Segundo é referido no Edital, a suspensão é decretada ao abrigo do artigo nº 33, do Regulamento Disciplinar da Ordem dos Médicos, onde no segundo ponto especifica que "a suspensão preventiva só pode ser decretada nos casos em que haja indícios da prática de infração disciplinar à qual corresponda uma das sanções previstas nas alíneas c) e d) do n.º 1 do artigo 14.º".

Ora, o artigo n.º 14, nas alíneas referidas, dita também que esta suspensão preventiva só pode ser decretada em situações em que possa ser aplicada como sanção "uma suspensão que pode ir até 10 anos ou mesmo a expulsão", que são as penas máximas.

O DN tentou contactar os médicos em causa, mas sem sucesso. O mesmo aconteceu com o Hospital de Faro, para o qual foi enviado um email para obter uma reação à decisão da Ordem, que não teve resposta.

Recorde-se que a queixa apresentada pela médica interna Diana de Carvalho Pereira, que foi afastada da unidade de Faro, por a relação com o seu orientador estar ferida de confiança, estando agora prosseguir o internato com orientação no Serviço de Cirurgia Geral do Hospital de Portimão, visava 11 casos ocorridos nos primeiros três meses deste ano, dos quais três resultaram no falecimento dos doentes.

O caso veio a público porque a própria médica decidiu denunciá-lo, após ter feito queixa na PJ, nas redes sociais. "Fiz uma queixa na Polícia Judiciária de Faro contra o meu ex-orientador de formação e contra o diretor do Serviço de Cirurgia", referia na primeira publicação, sem divulgar qualquer nome dos visados.

"Relatei onze casos ocorridos entre janeiro e março deste ano daquilo que considero erro/negligência e que estão neste momento a ser investigados pelo Ministério Público", acrescentando que dos "onze doentes: três morreram, dois estão internados nos cuidados intermédios, os restantes tiveram lesão corporal associada a erro médico, que variam desde a castração acidental, perda de rins ou necessidade de colostomia para o resto da vida. Um dos doentes esteve uma semana com compressas no abdómen".

Outras se seguiram e foi através destas publicações que se foram sabendo alguns contornos da situação denunciada no Serviço de Cirurgia Geral de Faro. "Ele [o diretor do serviço] conhece os casos das queixas e não decidiu fazer queixa ou afastar o cirurgião em causa.
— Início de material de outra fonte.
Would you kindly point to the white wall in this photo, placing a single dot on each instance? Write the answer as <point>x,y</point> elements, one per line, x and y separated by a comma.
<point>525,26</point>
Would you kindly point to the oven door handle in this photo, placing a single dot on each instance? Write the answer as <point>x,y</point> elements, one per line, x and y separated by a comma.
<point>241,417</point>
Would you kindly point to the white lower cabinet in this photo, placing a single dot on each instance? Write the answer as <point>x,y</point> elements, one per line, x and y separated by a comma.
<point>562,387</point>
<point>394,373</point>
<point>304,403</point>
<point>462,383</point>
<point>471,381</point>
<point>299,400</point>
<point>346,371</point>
É, portanto, conivente com os atos e foi também, pelo mesmo motivo, alvo das queixas".

Após a denúncia, Diana Pereira veio ainda dizer que estava a ser "alvo de retaliações". "Inventaram uma história para me difamar junto ao hospital inteiro. Alegam insanidade, quando a minha queixa é referente a atos clínicos, baseada em provas com meios complementares de diagnóstico e relatos cirúrgicos. Alegam insanidade. Eu nunca fui um perigo para nenhum doente."

Na altura, o bastonário Carlos Cortes afirmou logo que a denúncia indiciava elementos de grande complexidade. Nomeou uma Comissão Técnica Independente, liderada pelo cirurgião do IPO do Porto, Joaquim Abreu de Sousa, sobre o qual também foi enviada uma denúncia anónima à Ordem, sobre assédio moral e má prática, que deveria recolher toda a informação que depois deveria ser avaliada pelos órgãos competentes, mas que até agora nada se soube sobre o trabalho que esta pode estar a efetuar.

O bastonário tem reafirmado querer que "este caso seja tratado de forma exemplar" pela Ordem dos Médicos. A investigação do Conselho Disciplinar vai continuar, mas há outras em aberto das quais nada se sabe, como do Ministério Público e da Inspeção-Geral das Atividades em Saúde.